Generally in South African wine competitions, as elsewhere in the New World, agglommerated results are presented in terms of varieties and styles rather than origin.

That’s also the case with the Platter guide, whose list of five-star winners I’ve just been looking at with a differerent perspective.

What is the league table it offers when categorising its 62 top-ranked wines?

Firstly, most broadly, and in line with what most serious commentators would agree is correct, more white wines than red get five stars – like last year, though this year’s 35 to 27 gap has now widened a little.

The winning category is easily White blends, which is certainly justified, in my opinion. There are 12 of those, followed by Shiraz with 10. Red blends and Chenin have 8 each, then Chardonnay with 5, then unfortified desserts with 4. Then the others.

Platter doesn’t divide the wines into their origins – partly, no doubt, because this is a bit trickier to do and much less clearcut. Stick to origin and you miss a lot of good wines. But, of course, you can again invoke the idea of blends. In fact, going through the list, I’m gratified to note that a minority of the wines give their origins as “Coastal” or “Western Cape”: let’s hope it’s because there’s an increasing tendency to produce wines that reflect a particular origin. But 13 out of 62 is still too many.

Of those wine that either declare a specific origin, or a specific origin can be ascertained, the following is the league table that I worked out. The winner is, of course, unsurprising – though I suspect many people would have guessed it would be by an even larger margin:

  • Stellenbosch  17
  • Swartland       7
  • Franschhoek   4
  • Olifantsrivier   4 (including Citrusdal, Cederberg, Bamboes Bay)
  • Walker Bay     4 (combining Bot River with Hemel en Aarde wards)
  • Klein Rivier     2
  • Paarl              2
  • Tulbagh          2

Then some with just one each – Durbanville, Cape Point, Robertson, Elgin.

The strange omission is, of course, Constantia. How did that happen (especially with the fine Vin de Constance 2007 on offer)? Well, these things do happen, I’m afraid, and we must swallow hard and get over it. There are always question marks over exclusions and inclusions. And the list of five-star wines certainly for me (as for many people, only no doubt differently!) includes wines whose presence there I wonder about, and omits some that seem indispensible. (I take a sip of Raka Cabernet Franc and long for Glenelly Lady May!) The fact remains that the Platter Guide is the most useful list to perform this exercise on, in that it reflects judgements on vastly more wines than any other guide or competition.

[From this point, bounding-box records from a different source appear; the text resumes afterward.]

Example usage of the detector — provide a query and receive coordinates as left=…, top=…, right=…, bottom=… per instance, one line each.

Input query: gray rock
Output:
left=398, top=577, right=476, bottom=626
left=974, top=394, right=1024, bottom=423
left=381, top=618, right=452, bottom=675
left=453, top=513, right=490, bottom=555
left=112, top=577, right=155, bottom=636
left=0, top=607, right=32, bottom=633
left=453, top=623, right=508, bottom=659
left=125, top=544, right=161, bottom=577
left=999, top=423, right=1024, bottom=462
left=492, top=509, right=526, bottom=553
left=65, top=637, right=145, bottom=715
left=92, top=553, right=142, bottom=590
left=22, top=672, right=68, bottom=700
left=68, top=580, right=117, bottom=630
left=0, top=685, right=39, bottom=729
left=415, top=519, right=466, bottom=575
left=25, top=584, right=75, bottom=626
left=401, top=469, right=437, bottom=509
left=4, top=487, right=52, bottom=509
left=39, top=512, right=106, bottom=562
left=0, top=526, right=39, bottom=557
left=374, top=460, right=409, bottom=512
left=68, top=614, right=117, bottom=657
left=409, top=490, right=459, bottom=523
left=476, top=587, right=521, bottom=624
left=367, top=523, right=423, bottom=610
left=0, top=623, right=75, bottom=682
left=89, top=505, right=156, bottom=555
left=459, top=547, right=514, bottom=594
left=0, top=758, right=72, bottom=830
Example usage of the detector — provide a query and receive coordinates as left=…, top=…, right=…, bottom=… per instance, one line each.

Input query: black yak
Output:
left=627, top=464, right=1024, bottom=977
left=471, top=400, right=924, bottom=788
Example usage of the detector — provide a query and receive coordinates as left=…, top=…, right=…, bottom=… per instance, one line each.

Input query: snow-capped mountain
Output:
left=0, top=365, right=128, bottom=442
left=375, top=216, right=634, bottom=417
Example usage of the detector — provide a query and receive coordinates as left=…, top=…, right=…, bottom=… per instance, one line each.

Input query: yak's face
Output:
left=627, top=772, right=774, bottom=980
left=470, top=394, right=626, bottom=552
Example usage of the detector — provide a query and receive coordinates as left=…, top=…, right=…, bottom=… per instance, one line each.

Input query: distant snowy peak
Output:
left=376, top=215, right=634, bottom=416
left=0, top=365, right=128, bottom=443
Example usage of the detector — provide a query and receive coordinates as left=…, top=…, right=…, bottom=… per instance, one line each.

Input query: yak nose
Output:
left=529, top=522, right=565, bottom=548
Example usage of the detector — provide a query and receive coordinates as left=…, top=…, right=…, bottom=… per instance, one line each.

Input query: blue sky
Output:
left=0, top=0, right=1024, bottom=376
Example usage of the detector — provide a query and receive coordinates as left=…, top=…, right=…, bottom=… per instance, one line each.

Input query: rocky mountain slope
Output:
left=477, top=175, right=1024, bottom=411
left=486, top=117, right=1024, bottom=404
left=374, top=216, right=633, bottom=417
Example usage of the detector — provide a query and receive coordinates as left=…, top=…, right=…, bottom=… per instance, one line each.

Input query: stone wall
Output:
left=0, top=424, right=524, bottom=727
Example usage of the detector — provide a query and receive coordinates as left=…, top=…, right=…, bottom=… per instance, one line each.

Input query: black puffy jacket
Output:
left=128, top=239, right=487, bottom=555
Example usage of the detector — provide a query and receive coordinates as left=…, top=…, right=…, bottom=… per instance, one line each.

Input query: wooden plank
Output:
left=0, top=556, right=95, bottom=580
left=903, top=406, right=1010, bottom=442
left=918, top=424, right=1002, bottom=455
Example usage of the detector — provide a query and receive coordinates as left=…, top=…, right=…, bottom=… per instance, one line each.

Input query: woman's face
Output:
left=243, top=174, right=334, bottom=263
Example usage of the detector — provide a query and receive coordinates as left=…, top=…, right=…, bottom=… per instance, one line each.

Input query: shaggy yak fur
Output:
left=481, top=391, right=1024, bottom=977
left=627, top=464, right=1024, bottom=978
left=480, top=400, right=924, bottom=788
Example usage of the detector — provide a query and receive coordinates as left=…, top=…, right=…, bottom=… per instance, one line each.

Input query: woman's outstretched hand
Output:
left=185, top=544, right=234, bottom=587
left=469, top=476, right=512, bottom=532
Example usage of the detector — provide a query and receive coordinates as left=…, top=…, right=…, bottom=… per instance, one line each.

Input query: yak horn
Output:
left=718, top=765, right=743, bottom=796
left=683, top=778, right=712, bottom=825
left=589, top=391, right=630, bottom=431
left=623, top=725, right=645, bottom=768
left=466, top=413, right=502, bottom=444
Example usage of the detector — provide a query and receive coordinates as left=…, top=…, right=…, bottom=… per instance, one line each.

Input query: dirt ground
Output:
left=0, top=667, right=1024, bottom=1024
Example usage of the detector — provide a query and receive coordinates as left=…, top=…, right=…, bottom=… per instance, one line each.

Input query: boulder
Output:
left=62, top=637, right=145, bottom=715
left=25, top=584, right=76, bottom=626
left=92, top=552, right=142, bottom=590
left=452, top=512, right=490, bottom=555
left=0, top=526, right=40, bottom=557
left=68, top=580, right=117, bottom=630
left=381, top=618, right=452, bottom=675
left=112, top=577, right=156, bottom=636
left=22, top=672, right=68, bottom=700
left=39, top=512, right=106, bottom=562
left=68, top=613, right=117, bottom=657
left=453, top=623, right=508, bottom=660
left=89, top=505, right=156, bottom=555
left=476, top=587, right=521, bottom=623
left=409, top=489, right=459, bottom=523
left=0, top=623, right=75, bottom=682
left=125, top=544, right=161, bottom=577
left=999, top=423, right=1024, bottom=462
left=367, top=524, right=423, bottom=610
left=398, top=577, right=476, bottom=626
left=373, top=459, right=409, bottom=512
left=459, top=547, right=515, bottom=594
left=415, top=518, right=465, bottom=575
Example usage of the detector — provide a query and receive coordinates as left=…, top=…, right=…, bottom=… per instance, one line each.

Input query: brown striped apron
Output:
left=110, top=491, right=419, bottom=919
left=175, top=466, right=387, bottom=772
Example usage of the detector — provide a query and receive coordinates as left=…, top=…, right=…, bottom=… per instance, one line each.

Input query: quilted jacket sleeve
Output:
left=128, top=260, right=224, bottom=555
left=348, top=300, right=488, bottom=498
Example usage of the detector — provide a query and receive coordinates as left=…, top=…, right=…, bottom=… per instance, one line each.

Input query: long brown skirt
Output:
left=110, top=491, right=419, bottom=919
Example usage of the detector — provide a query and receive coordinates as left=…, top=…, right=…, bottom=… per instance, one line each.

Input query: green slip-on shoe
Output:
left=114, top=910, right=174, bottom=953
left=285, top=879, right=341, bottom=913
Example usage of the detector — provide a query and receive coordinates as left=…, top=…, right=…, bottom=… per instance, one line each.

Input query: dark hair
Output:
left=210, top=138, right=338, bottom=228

I haven’t checked my analysis or arithmetic very carefully – if you feel like doing so, and find me wrong please let me know, but I’m at least sure the overall picture is correct.

As I say, no-one is going to be surprised that Stellenbosch produces the most five-star wines. It would have been even more true ten years ago. But ten years ago the idea that the Swartland would be in a very respectable second place (with a tiny proportion of the wineries that Stellenbosch has) would have been thought absurd.

Even more – who, idly imagining this list, would have thought that Olifantsrivier, best known for its co-ops and large wineries churning out vast quantitites of heavily irrigated, hot-country wines, could produce four five-star winners? (It must be said that there are people in some less-successful areas who grumble about Platter prejudices against “over the mountain” wines – these results give the lie to that, I think.)

Interestingly, only two of the Olifantsrivier wines are actually made in the area: Fryer’s Cove Savignon Blanc and Cederberg CWG Teen die Hoog Shiraz. The other two are vinified elsewhere: Botanica Chenin Blanc in Stellenbosch, and Sadie Family Skurfberg in the Swartland. And at least one other five-star wine has a significant proportion of Olifantsrivier wine – Alheit Cartology.

But what a splendid thing this is! Another proof that there is surely no area in the whole of the Western Cape that is not capable – with a bit of imagination, skill and hard work – of producing fine wine.